Circulating exosomes from patients with systemic lupus erythematosus induce a proinflammatory immune response

Background: Exosomes are involved in intercellular communication. The aim of this study was to investigate whether circulating exosomes effectively contribute to the inflammatory response in systemic lupus erythematosus (SLE).

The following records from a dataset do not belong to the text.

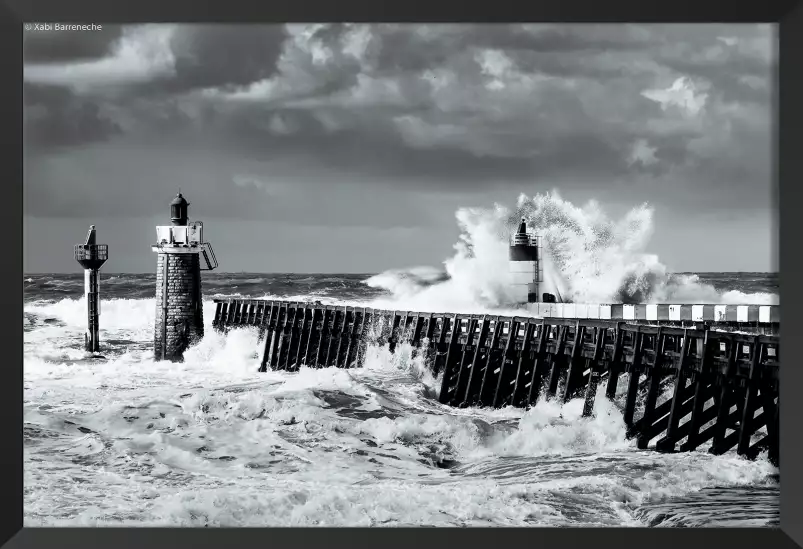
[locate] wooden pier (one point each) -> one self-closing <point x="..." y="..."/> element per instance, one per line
<point x="722" y="386"/>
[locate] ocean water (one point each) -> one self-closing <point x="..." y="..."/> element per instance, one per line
<point x="125" y="440"/>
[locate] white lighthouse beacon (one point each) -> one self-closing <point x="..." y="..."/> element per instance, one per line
<point x="182" y="255"/>
<point x="525" y="266"/>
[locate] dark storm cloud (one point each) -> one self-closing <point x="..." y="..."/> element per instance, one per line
<point x="56" y="117"/>
<point x="60" y="47"/>
<point x="221" y="56"/>
<point x="422" y="106"/>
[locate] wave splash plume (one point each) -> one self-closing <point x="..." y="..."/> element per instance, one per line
<point x="587" y="257"/>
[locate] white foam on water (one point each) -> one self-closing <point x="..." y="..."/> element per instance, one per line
<point x="133" y="441"/>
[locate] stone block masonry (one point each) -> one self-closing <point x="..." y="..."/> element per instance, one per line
<point x="179" y="306"/>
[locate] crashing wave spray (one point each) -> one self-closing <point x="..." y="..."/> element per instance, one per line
<point x="587" y="257"/>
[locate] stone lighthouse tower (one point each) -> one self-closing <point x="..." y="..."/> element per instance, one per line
<point x="182" y="254"/>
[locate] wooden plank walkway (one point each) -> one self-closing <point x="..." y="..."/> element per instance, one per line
<point x="723" y="385"/>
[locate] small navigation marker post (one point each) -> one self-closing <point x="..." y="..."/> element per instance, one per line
<point x="92" y="256"/>
<point x="182" y="255"/>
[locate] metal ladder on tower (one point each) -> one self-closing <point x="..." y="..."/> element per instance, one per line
<point x="209" y="257"/>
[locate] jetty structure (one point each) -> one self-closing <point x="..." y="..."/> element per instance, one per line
<point x="182" y="253"/>
<point x="688" y="375"/>
<point x="91" y="256"/>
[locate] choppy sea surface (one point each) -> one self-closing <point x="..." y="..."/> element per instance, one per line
<point x="125" y="440"/>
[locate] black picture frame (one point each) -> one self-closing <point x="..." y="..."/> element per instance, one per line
<point x="13" y="14"/>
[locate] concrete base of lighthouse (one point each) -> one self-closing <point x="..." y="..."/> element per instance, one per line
<point x="179" y="305"/>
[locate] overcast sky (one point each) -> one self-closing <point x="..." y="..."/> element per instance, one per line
<point x="348" y="148"/>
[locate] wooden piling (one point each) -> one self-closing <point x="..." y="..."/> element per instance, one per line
<point x="500" y="361"/>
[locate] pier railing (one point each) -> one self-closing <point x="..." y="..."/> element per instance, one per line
<point x="722" y="386"/>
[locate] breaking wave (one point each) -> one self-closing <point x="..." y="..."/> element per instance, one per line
<point x="587" y="257"/>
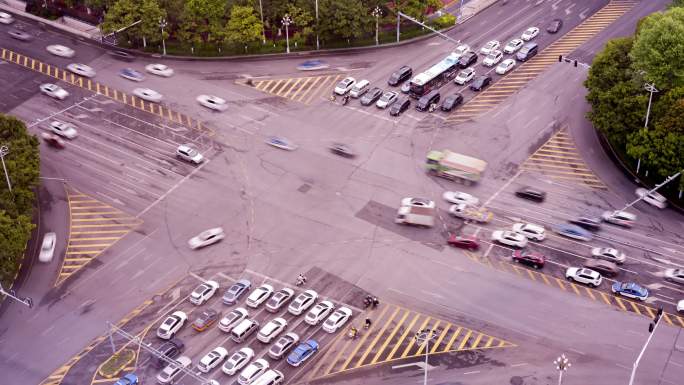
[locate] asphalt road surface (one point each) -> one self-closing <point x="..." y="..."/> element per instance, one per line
<point x="292" y="212"/>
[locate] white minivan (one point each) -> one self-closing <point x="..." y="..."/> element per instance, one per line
<point x="360" y="88"/>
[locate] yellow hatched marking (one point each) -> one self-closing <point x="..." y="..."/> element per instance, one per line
<point x="403" y="336"/>
<point x="377" y="337"/>
<point x="390" y="337"/>
<point x="413" y="340"/>
<point x="441" y="337"/>
<point x="465" y="340"/>
<point x="363" y="339"/>
<point x="477" y="341"/>
<point x="422" y="345"/>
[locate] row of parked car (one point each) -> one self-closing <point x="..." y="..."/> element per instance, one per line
<point x="239" y="325"/>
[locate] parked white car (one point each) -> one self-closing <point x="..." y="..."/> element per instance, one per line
<point x="271" y="330"/>
<point x="509" y="238"/>
<point x="206" y="238"/>
<point x="171" y="325"/>
<point x="212" y="359"/>
<point x="530" y="231"/>
<point x="492" y="58"/>
<point x="609" y="254"/>
<point x="159" y="70"/>
<point x="148" y="94"/>
<point x="457" y="197"/>
<point x="530" y="33"/>
<point x="203" y="292"/>
<point x="212" y="102"/>
<point x="60" y="50"/>
<point x="319" y="312"/>
<point x="81" y="69"/>
<point x="64" y="129"/>
<point x="47" y="249"/>
<point x="588" y="277"/>
<point x="505" y="66"/>
<point x="237" y="361"/>
<point x="513" y="46"/>
<point x="653" y="198"/>
<point x="337" y="319"/>
<point x="491" y="46"/>
<point x="259" y="295"/>
<point x="53" y="91"/>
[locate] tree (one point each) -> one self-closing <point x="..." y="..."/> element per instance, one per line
<point x="343" y="19"/>
<point x="244" y="26"/>
<point x="126" y="12"/>
<point x="203" y="21"/>
<point x="658" y="48"/>
<point x="23" y="168"/>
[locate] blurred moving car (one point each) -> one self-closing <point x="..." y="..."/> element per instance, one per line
<point x="206" y="238"/>
<point x="60" y="50"/>
<point x="52" y="140"/>
<point x="159" y="69"/>
<point x="47" y="249"/>
<point x="652" y="198"/>
<point x="188" y="153"/>
<point x="312" y="65"/>
<point x="53" y="91"/>
<point x="282" y="143"/>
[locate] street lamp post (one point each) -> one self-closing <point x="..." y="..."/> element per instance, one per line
<point x="562" y="364"/>
<point x="651" y="330"/>
<point x="4" y="150"/>
<point x="286" y="22"/>
<point x="376" y="13"/>
<point x="162" y="25"/>
<point x="425" y="336"/>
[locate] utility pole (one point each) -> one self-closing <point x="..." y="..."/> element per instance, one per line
<point x="4" y="150"/>
<point x="562" y="365"/>
<point x="162" y="25"/>
<point x="286" y="22"/>
<point x="26" y="301"/>
<point x="651" y="330"/>
<point x="376" y="13"/>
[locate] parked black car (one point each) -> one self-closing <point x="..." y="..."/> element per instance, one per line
<point x="481" y="83"/>
<point x="169" y="349"/>
<point x="554" y="26"/>
<point x="122" y="55"/>
<point x="467" y="59"/>
<point x="531" y="194"/>
<point x="399" y="76"/>
<point x="371" y="96"/>
<point x="400" y="106"/>
<point x="451" y="101"/>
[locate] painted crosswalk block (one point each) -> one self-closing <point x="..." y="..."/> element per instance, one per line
<point x="299" y="89"/>
<point x="94" y="226"/>
<point x="527" y="71"/>
<point x="392" y="338"/>
<point x="559" y="159"/>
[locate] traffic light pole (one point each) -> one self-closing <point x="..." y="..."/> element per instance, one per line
<point x="651" y="329"/>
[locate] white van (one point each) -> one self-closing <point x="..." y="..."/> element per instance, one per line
<point x="360" y="88"/>
<point x="243" y="330"/>
<point x="271" y="377"/>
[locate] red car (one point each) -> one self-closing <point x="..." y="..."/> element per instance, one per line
<point x="469" y="242"/>
<point x="531" y="258"/>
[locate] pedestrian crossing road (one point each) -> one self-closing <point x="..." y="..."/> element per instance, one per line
<point x="527" y="71"/>
<point x="558" y="158"/>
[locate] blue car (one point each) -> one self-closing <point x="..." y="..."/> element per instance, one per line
<point x="574" y="232"/>
<point x="129" y="379"/>
<point x="630" y="290"/>
<point x="312" y="65"/>
<point x="131" y="74"/>
<point x="302" y="352"/>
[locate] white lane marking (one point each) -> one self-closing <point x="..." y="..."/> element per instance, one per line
<point x="173" y="188"/>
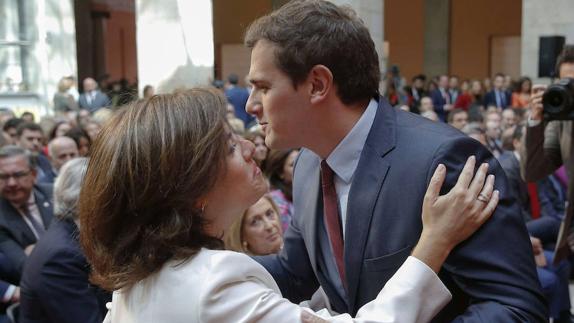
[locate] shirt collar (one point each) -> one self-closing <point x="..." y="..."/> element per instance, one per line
<point x="345" y="158"/>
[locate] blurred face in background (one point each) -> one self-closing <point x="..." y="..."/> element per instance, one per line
<point x="31" y="140"/>
<point x="62" y="129"/>
<point x="443" y="82"/>
<point x="476" y="87"/>
<point x="460" y="120"/>
<point x="453" y="82"/>
<point x="93" y="129"/>
<point x="418" y="84"/>
<point x="17" y="179"/>
<point x="508" y="118"/>
<point x="498" y="82"/>
<point x="465" y="86"/>
<point x="493" y="130"/>
<point x="426" y="104"/>
<point x="261" y="228"/>
<point x="287" y="175"/>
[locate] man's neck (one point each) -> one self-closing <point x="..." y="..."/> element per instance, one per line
<point x="335" y="126"/>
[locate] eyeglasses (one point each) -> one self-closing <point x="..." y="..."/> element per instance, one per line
<point x="16" y="176"/>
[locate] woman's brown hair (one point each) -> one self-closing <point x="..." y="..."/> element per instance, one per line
<point x="234" y="236"/>
<point x="151" y="165"/>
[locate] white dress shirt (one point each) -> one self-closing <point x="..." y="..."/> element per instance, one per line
<point x="224" y="286"/>
<point x="344" y="159"/>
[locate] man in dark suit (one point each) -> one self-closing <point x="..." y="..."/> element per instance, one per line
<point x="309" y="93"/>
<point x="416" y="92"/>
<point x="55" y="283"/>
<point x="92" y="99"/>
<point x="238" y="96"/>
<point x="498" y="97"/>
<point x="441" y="99"/>
<point x="30" y="136"/>
<point x="25" y="208"/>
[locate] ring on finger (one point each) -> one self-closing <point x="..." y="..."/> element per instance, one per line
<point x="482" y="198"/>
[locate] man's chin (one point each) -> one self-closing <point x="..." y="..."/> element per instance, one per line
<point x="274" y="142"/>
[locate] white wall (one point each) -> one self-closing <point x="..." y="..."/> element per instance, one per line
<point x="174" y="43"/>
<point x="543" y="18"/>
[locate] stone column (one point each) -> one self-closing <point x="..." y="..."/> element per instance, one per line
<point x="540" y="18"/>
<point x="437" y="31"/>
<point x="174" y="43"/>
<point x="372" y="13"/>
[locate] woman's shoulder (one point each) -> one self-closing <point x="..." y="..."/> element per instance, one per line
<point x="215" y="265"/>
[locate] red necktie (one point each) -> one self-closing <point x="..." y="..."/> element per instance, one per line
<point x="331" y="217"/>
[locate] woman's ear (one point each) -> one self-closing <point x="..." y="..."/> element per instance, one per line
<point x="321" y="83"/>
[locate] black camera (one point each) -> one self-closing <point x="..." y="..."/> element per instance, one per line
<point x="558" y="100"/>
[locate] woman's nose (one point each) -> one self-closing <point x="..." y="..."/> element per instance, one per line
<point x="248" y="149"/>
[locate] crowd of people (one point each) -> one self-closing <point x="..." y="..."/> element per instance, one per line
<point x="35" y="155"/>
<point x="161" y="179"/>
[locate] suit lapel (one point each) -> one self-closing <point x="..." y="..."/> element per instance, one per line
<point x="309" y="195"/>
<point x="44" y="206"/>
<point x="365" y="188"/>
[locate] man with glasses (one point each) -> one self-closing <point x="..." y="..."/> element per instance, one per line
<point x="25" y="208"/>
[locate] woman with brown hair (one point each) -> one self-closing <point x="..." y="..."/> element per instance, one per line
<point x="168" y="178"/>
<point x="257" y="231"/>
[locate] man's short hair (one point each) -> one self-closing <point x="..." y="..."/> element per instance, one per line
<point x="28" y="126"/>
<point x="313" y="32"/>
<point x="12" y="123"/>
<point x="12" y="150"/>
<point x="233" y="79"/>
<point x="566" y="56"/>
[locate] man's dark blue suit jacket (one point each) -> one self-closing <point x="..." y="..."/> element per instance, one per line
<point x="492" y="275"/>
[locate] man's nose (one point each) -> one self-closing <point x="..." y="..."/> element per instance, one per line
<point x="248" y="149"/>
<point x="11" y="181"/>
<point x="253" y="106"/>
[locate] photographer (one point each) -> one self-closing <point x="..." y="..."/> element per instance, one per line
<point x="548" y="144"/>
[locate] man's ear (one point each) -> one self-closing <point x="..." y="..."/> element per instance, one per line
<point x="320" y="80"/>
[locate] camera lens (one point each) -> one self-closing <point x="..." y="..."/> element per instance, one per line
<point x="554" y="99"/>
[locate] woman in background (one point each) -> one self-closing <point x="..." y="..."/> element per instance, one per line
<point x="261" y="150"/>
<point x="521" y="97"/>
<point x="257" y="231"/>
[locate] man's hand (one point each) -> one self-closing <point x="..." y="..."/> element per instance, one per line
<point x="307" y="317"/>
<point x="536" y="108"/>
<point x="28" y="250"/>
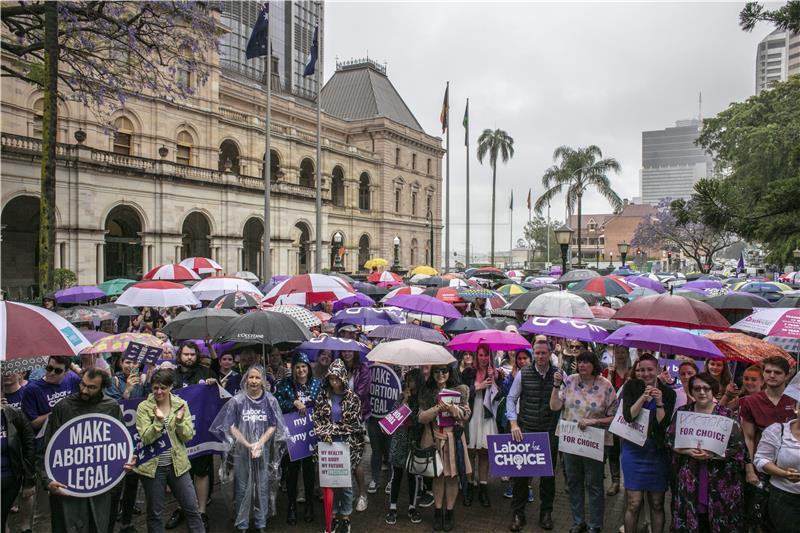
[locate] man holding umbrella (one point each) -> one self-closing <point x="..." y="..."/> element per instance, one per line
<point x="532" y="387"/>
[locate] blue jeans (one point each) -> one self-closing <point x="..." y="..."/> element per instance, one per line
<point x="585" y="474"/>
<point x="183" y="490"/>
<point x="250" y="482"/>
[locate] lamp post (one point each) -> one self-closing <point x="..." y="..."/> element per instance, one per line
<point x="623" y="251"/>
<point x="563" y="238"/>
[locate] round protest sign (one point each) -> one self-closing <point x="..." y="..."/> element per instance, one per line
<point x="384" y="391"/>
<point x="88" y="454"/>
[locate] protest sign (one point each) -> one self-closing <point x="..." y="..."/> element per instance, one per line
<point x="699" y="430"/>
<point x="384" y="391"/>
<point x="88" y="454"/>
<point x="636" y="431"/>
<point x="528" y="458"/>
<point x="302" y="439"/>
<point x="588" y="442"/>
<point x="334" y="464"/>
<point x="395" y="419"/>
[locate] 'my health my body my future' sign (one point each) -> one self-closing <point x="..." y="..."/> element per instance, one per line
<point x="88" y="454"/>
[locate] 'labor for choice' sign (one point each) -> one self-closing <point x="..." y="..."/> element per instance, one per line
<point x="88" y="454"/>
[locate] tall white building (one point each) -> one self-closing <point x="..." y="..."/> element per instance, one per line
<point x="671" y="162"/>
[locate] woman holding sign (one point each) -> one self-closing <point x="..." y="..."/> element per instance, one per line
<point x="646" y="467"/>
<point x="709" y="488"/>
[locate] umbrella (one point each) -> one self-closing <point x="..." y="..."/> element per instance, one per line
<point x="114" y="287"/>
<point x="741" y="347"/>
<point x="668" y="310"/>
<point x="235" y="300"/>
<point x="493" y="338"/>
<point x="28" y="331"/>
<point x="301" y="314"/>
<point x="202" y="265"/>
<point x="777" y="322"/>
<point x="312" y="347"/>
<point x="559" y="304"/>
<point x="665" y="340"/>
<point x="79" y="294"/>
<point x="171" y="273"/>
<point x="365" y="316"/>
<point x="605" y="285"/>
<point x="213" y="288"/>
<point x="577" y="275"/>
<point x="358" y="300"/>
<point x="410" y="352"/>
<point x="199" y="324"/>
<point x="81" y="313"/>
<point x="407" y="331"/>
<point x="157" y="294"/>
<point x="578" y="330"/>
<point x="423" y="304"/>
<point x="264" y="328"/>
<point x="120" y="341"/>
<point x="308" y="289"/>
<point x="648" y="283"/>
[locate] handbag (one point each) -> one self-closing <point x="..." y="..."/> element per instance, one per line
<point x="425" y="462"/>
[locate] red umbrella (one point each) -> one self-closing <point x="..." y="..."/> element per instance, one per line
<point x="673" y="311"/>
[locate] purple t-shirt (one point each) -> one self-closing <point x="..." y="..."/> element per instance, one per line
<point x="40" y="396"/>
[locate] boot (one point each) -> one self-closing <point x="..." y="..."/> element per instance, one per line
<point x="438" y="519"/>
<point x="468" y="493"/>
<point x="448" y="520"/>
<point x="483" y="495"/>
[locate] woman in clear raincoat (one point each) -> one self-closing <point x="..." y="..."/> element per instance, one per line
<point x="252" y="424"/>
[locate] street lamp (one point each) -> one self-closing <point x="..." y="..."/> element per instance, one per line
<point x="623" y="251"/>
<point x="563" y="238"/>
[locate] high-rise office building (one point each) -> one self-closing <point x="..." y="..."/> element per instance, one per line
<point x="291" y="28"/>
<point x="671" y="162"/>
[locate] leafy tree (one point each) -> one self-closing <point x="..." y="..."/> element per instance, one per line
<point x="756" y="149"/>
<point x="495" y="143"/>
<point x="677" y="226"/>
<point x="578" y="170"/>
<point x="100" y="54"/>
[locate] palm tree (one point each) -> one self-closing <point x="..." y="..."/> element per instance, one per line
<point x="577" y="171"/>
<point x="495" y="143"/>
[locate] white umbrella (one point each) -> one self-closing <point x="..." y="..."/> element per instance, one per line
<point x="213" y="288"/>
<point x="561" y="304"/>
<point x="410" y="352"/>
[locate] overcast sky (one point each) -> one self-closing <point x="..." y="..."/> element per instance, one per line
<point x="549" y="74"/>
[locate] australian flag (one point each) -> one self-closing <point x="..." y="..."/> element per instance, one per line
<point x="311" y="63"/>
<point x="258" y="45"/>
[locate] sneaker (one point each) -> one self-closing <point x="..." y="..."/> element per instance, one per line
<point x="361" y="506"/>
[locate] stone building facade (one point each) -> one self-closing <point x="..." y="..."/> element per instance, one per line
<point x="162" y="181"/>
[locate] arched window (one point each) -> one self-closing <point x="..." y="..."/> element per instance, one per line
<point x="363" y="191"/>
<point x="229" y="157"/>
<point x="183" y="155"/>
<point x="123" y="136"/>
<point x="337" y="187"/>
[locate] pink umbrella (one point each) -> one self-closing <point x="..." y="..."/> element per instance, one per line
<point x="494" y="339"/>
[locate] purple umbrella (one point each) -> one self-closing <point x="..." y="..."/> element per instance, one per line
<point x="79" y="294"/>
<point x="647" y="283"/>
<point x="364" y="316"/>
<point x="566" y="328"/>
<point x="358" y="299"/>
<point x="420" y="303"/>
<point x="665" y="340"/>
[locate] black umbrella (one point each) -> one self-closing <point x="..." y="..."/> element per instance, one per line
<point x="199" y="324"/>
<point x="265" y="328"/>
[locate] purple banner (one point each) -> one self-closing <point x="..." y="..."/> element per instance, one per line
<point x="88" y="454"/>
<point x="529" y="458"/>
<point x="303" y="440"/>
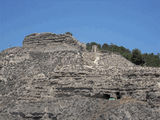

Methods: Exosomes were purified from SLE patients and healthy controls (HCs). Healthy peripheral blood mononuclear cells (PBMCs) were stimulated with exosomes isolated from SLE patients and HCs in the presence or absence of Toll-like receptor (TLR) inhibitors. Production of interferon (IFN)-α, tumor necrosis factor (TNF)-α, interleukin (IL)-1β, and IL-6 were measured. Correlation between exosome levels and SLE disease activity was examined. Results: The serum exosomes levels were significantly higher in SLE patients than in HCs. SLE exosomes induced a higher production of IFN-α, TNF-α, IL-1β, and IL-6 compared to healthy exosomes. SLE serum that was depleted of exosomes and SLE exosomes that were mechanically disrupted failed to induce any significant cytokine production. Exosome-mediated production of TNF-α, IL-1β, and IL-6 was decreased by the TLR4 antagonist, whereas that of IFN-α was suppressed by the TLR1/2, TLR7, and TLR9 antagonists. Exosome levels correlated with disease activity in SLE patients (rho = 0.846, p= 0.008). Conclusions: The circulating exosomes are immunologically active and their levels correlate with disease activity in SLE patients. The circulating exosomes might serve as novel biomarkers of SLE disease activity.